Now, before we play the game of "he said, he said" remember this: Only one of these two people is a world-renowned infectious disease expert. And it's not Donald Trump.

In short, Fauci's view on the origins of the disease matters a whole lot more than Trump's opinion about where it came from. Especially because, outside of Trump and his immediate inner circle, most people in a position to know are very, very skeptical of the Trump narrative that the virus came out of a lab -- whether accidentally or on purpose.

Like the intelligence community, which in a statement last week via the Office of the Director of National Intelligence said this: "The Intelligence Community also concurs with the wide scientific consensus that the COVID-19 virus was not manmade or genetically modified."

And like our intelligence partners in the Five Eyes (the US, United Kingdom, Canada, Australia and New Zealand). "We think it's highly unlikely it was an accident," a Western diplomatic official with knowledge of the intelligence told CNN Monday. "It is highly likely it was naturally occurring and that the human infection was from natural human and animal interaction."

Even Trump's Secretary of State Mike Pompeo got himself wrapped into a logic pretzel while trying to defend his boss' claim amid the mounting evidence it's simply wrong. Check out this exchange between ABC's Martha Raddatz and Pompeo on Sunday regarding where the coronavirus originated:

RADDATZ: Do you believe it was manmade or genetically modified?
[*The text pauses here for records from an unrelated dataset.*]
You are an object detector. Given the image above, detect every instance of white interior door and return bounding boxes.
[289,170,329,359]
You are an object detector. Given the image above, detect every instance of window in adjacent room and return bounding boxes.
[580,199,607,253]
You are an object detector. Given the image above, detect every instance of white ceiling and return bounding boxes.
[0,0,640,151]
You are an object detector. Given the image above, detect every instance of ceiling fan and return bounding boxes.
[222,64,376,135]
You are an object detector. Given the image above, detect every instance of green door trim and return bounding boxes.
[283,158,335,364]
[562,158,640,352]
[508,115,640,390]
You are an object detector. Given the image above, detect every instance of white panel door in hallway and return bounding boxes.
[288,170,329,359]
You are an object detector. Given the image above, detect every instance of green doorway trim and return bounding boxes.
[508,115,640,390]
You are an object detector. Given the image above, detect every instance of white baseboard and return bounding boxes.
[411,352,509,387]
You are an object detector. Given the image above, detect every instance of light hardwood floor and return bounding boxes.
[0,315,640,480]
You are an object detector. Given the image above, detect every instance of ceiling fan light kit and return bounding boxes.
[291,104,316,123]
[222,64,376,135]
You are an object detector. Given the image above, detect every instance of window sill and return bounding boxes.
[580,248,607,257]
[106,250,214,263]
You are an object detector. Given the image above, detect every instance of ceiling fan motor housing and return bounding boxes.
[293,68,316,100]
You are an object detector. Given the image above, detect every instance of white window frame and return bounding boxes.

POMPEO: Look, the best experts so far seem to think it was manmade. I have no reason to disbelieve that at this point.

RADDATZ: Your -- your Office of the DNI says the consensus, the scientific consensus was not manmade or genetically modified.

POMPEO: That's right. I -- I -- I agree with that. Yes. I've -- I've seen their analysis. I've seen the summary that you saw that was released publicly. I have no reason to doubt that that is accurate at this point.

RADDATZ: OK, so just to be clear, you do not think it was manmade or genetically modified?

POMPEO: I've seen what the intelligence community has said. I have no reason to believe that they've got it wrong.

Wait, WHAT. So, the "best experts" say it was manmade. Except that the DNI says it wasn't. And Pompeo agrees with the intelligence community. I mean, what?

The back-and-forth over where the virus originated -- and how -- is simply the latest example of how Trump seeks to shape reality to fit his predetermined conclusion. He needs someone to blame for the virus -- and "Mother Nature" isn't cutting it. So he turns to China -- and decided that they made this in a lab and, as he said in the Sunday night town hall: "It should have been stopped. It could have been stopped on the spot."

Is it possible that Trump knows something that the broader intelligence community in the US (and our allies) and the likes of experts like Fauci don't about where the virus came from? Yes, it is technically possible.

But the bulk of the intelligence gathering and science to this point all seems to point away from that conclusion and to a natural origin for the virus. Against the weight of that evidence, Trump said this when asked to explain his variant view: "I can't tell you that. I'm not allowed to tell you that."

In other words: Just trust me. Which, well, OK.